Urinary incontinence in patients with MS or SCI is frequently caused by a condition called neurogenic detrusor overactivity (NDO), which results in involuntary contractions of the bladder during the filling stage when the bladder should be relaxed.

Targeted injections of BOTOX® into the bladder muscle have been shown to reduce the involuntary contractions and increase bladder capacity. In turn, this reduces the number of urinary leaking episodes and may even stop leaking altogether in some patients.

In Europe, approximately 656,000 people live with MS and, on average, nearly 11,000 people are diagnosed with SCI per year. Many of these people face long-term mobility issues, yet remain professionally and socially active.

“We are pleased that BOTOX® has received a positive opinion following the Mutual Recognition Procedure for the treatment of urinary incontinence in people living with multiple sclerosis or spinal cord injury,” said Douglas Ingram, President of Allergan in Europe, Africa and the Middle East.

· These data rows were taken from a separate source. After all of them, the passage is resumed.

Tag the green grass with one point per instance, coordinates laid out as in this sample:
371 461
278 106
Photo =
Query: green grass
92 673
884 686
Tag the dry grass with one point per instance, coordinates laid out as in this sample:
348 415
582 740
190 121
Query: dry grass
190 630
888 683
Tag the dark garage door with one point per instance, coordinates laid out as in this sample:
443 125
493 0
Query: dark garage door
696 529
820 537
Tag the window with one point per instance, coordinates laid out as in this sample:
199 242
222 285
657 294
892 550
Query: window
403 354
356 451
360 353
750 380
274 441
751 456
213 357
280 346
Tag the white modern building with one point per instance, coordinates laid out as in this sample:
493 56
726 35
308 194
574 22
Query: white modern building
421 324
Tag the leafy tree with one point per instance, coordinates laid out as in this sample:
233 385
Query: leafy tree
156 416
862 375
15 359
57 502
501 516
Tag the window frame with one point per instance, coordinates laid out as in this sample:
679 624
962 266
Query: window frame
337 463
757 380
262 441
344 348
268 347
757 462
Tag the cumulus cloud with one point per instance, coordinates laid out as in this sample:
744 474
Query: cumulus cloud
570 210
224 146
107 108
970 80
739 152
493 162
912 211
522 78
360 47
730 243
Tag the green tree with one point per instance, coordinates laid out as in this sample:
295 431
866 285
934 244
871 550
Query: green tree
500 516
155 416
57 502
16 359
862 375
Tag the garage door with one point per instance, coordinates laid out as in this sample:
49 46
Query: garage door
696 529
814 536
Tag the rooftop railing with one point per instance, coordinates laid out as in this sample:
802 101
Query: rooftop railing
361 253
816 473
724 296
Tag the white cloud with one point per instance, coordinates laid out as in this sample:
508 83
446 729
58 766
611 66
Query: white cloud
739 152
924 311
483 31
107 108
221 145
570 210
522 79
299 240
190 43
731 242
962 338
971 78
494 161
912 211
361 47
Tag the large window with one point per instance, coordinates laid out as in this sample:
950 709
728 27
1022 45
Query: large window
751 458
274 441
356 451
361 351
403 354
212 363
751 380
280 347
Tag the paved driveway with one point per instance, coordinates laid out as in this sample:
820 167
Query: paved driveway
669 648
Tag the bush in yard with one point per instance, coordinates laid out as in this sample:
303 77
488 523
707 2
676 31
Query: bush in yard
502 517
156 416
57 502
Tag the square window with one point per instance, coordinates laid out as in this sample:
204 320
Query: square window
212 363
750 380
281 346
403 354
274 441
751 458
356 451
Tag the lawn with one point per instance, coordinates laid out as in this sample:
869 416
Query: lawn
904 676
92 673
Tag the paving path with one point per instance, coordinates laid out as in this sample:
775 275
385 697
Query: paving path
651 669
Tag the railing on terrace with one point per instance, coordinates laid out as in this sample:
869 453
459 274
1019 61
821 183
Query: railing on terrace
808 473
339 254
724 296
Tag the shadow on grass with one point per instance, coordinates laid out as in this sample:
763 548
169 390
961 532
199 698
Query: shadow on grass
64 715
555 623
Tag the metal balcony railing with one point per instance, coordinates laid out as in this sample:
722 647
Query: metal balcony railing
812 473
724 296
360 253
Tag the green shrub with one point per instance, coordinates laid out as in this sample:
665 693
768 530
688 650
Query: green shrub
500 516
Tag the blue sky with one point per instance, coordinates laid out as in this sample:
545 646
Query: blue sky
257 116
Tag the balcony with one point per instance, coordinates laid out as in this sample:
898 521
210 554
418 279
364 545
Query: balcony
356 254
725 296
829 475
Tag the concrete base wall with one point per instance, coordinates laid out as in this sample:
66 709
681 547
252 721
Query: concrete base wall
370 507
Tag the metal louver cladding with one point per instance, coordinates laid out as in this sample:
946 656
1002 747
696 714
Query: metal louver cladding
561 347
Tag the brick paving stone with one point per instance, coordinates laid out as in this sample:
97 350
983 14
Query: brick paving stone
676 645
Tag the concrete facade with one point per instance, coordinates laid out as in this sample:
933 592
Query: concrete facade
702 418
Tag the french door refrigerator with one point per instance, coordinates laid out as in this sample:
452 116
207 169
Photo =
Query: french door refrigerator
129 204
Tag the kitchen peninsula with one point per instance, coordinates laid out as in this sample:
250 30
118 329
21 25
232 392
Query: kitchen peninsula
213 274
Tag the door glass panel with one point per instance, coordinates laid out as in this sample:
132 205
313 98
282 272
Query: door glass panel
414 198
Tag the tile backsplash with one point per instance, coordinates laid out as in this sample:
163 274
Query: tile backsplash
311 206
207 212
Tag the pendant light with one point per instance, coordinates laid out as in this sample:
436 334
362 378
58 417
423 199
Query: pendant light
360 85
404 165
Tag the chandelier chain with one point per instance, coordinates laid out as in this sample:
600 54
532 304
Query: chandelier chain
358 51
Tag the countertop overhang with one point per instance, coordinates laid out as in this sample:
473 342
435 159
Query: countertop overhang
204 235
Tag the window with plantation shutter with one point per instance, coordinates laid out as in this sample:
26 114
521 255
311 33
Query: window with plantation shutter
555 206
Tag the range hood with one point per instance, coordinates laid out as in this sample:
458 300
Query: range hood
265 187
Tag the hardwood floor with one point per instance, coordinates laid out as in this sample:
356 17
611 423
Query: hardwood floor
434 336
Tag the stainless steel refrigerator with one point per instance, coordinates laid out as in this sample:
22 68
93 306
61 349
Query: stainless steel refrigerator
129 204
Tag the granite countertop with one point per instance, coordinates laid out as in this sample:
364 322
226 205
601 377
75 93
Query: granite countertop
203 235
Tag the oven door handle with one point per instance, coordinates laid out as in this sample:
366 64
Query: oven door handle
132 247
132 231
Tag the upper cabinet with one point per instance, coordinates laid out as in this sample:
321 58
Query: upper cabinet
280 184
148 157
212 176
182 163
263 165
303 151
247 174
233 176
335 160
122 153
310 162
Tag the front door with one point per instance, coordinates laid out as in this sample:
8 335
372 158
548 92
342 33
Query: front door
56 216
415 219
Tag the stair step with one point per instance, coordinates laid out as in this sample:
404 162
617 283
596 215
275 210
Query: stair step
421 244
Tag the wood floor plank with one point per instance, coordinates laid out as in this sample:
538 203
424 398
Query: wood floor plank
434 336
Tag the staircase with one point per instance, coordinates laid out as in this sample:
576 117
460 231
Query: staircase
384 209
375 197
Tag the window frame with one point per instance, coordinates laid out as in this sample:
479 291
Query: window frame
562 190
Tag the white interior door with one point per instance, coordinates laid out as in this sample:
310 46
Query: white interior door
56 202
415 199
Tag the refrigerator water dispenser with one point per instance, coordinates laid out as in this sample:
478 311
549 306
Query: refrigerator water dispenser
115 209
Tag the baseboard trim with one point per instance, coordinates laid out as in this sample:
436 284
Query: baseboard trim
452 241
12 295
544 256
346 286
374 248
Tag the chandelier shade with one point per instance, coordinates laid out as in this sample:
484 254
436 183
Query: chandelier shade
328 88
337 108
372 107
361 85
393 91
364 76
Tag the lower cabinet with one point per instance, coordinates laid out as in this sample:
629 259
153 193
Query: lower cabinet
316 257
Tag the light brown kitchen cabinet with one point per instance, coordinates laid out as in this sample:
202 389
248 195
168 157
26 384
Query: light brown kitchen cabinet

“For many people with spinal cord injury or multiple sclerosis, gaining effective control over their bladder and staying dry can be a significant step towards improving daily functioning and overall quality of life. Our task now is to work closely with the national health authorities to secure the relevant national licences so that we can bring this valuable treatment option to patients, as quickly as possible.”